Society comes in to play here, where is may not seem ‘the now’ to wear Indian bangles in everyday life, such as the elder generation village women did. Times have moved on and so have their thinking.

Indian festivals

The holy Hindu festivals are celebrated with wearing the most beautiful sarees and along with it, the bangles (the image of the Indian woman complete with the Bindi and necklace). Great care is taken when accessorising one’s self for the festival of Navratri, the nine days of dancing and worshipping the nine forms of the Goddess of power – Ma Durga. Today, it is also a social event to show off one’s exquisite sari and accessories.

Other times when Indian bangles are worn is Diwali and many  other religious events. The picture shown here are of women dancing  – called The Garba in Gujarati. They are wearing Rajasthani bangles on their upper arms and wrists whilst performing.

The attire they are wearing is called Chanya Cholis – another Gujarati garment, finishing the look with the silver hair jewellry.

These dances are performed during during the Navratri festival but also at pre-wedding functions – as you see in the opposite picture.

Types of bangles

There are different types of bangles – plastic, glass, metal, silver (called Chandni) and gold. Plastic bangles are worn in everyday life whereas the others are reserved for special occasions. Glass and metal bangles are matched and mixed with plastic ones, to give the optimum effect on one’s clothing. Gold and silver bangles are a favourite and is usually worn at weddings or other Indian functions.

Colour significance

Bangles come in all colours and shades, perfect for the many beautiful coloured sarees and Indian suits. There is a shade for every garment. In Gujarati weddings, white and red coloured bangles are part of the traditional bridal wear package and is symbolic too as they match with the white sari (given by the bride’s mother’s brother,  or Mama) and the red sari called Gharchoru, is given to the bride by the groom’s mother in acceptance of her entering her new family.

The white bangles are usually made of ivory and the red bangles, either glass or lac.
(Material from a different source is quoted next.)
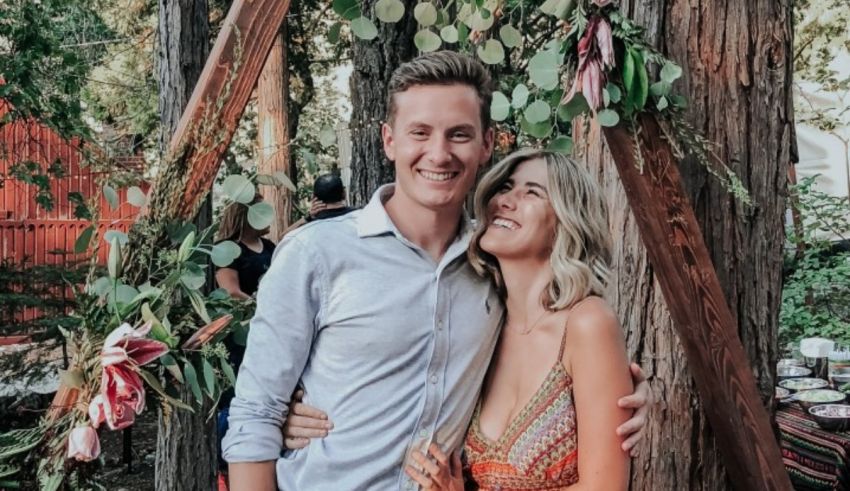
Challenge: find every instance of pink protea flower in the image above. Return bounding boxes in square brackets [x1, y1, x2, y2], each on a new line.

Designs vary from simple smooth to intricate. Smooth ones are blended with the intricate ones to give a fabulous effect (see the picture on the right), creating a fine pattern which is admired by all women.

Gold bangles are favoured during important family functions such as ofcourse, weddings and one’s own baby shower and such. Chandni or silver bangles are worn a lot during Navrati. Both are cut and designed intricately.

Bangles are universal and is loved by everyone. Married women and unmarried alike wear it – some for traditional purposes and some because they like it: The Indian Bangle.